The best one-year fixed-rate cash Isas only pay slightly less than the top taxable bond equivalent – for example, Cynergy Bank pays 4.65 per cent on its bond and 4.55 per cent on its Isa.

Online, the best one-year fixed-rate cash Isa comes from Cynergy Bank at 4.55 per cent. But if you come out of it early there is a high charge – double the usual 90 days of interest.

Vanquis Bank pays 4.42 per cent and Paragon, Aldermore and United Trust Bank 4.3 per cent, all of which charge the usual 90 days’ interest – or around £10.50 for each £1,000 you withdraw.

Watch out!
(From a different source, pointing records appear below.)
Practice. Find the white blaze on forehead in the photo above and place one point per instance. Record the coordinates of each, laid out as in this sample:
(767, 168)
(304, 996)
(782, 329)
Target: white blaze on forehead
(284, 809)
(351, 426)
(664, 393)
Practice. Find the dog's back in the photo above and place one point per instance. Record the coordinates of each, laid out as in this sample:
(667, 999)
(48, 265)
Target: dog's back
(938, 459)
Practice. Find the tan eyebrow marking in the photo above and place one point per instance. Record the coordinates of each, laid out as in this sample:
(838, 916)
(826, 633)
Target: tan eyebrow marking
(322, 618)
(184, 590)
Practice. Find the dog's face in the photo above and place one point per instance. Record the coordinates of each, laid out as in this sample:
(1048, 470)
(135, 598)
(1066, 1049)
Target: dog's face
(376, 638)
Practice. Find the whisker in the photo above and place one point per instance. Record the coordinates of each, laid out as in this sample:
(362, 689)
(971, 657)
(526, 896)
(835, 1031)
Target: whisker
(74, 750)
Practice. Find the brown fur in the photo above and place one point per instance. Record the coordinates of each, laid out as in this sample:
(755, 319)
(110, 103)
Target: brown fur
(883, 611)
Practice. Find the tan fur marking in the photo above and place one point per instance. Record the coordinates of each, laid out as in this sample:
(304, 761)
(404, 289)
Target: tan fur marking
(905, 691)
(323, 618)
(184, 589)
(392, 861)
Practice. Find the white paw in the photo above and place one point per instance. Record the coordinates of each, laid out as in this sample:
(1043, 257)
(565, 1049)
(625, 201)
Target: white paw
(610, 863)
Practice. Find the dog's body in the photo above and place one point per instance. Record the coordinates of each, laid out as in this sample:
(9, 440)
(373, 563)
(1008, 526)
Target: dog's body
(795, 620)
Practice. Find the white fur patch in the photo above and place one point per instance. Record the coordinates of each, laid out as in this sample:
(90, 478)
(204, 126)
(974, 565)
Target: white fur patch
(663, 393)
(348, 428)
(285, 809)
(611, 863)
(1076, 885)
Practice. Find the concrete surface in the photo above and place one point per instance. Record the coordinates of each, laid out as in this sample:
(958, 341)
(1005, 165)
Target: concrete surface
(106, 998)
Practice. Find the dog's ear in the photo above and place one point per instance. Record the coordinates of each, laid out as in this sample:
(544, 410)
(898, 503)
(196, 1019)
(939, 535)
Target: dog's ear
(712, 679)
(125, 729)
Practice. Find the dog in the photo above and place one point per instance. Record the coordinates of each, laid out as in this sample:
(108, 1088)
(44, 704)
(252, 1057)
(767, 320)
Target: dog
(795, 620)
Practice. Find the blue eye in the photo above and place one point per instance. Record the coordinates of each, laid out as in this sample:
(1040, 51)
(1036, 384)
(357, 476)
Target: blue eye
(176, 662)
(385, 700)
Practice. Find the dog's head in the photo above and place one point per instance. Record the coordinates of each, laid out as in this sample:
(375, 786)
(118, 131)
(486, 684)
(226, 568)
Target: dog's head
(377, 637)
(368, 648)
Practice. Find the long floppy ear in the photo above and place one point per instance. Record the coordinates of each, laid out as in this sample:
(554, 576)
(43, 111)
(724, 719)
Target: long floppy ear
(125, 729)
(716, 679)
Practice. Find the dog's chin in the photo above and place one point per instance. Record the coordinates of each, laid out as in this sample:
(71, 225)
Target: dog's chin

Withdrawal fees sting

Among all the turmoil raining down on us, there is a glimmer of light – you now have another Isa allowance for this new tax year, which started on Sunday.

You can put up to £20,000 into a cash Isa and earn tax-free interest, but tread carefully.

Providers new and old have launched a stream of accounts that are classed as easy-access accounts but limit the number of times you can withdraw money. 

This lets them pay higher rates as they don’t have to fund the admin costs of money flowing in and out.

I prefer accounts with no restrictions, such as Charter Savings Bank’s 4.59 per cent on issue 57 (not flexible), launched yesterday. Watch this rate carefully as the bank often pays less on issues no longer on sale.

Ford Money also offers 4.35 per cent (flexible) and Family BS at 4.37 per cent (not flexible).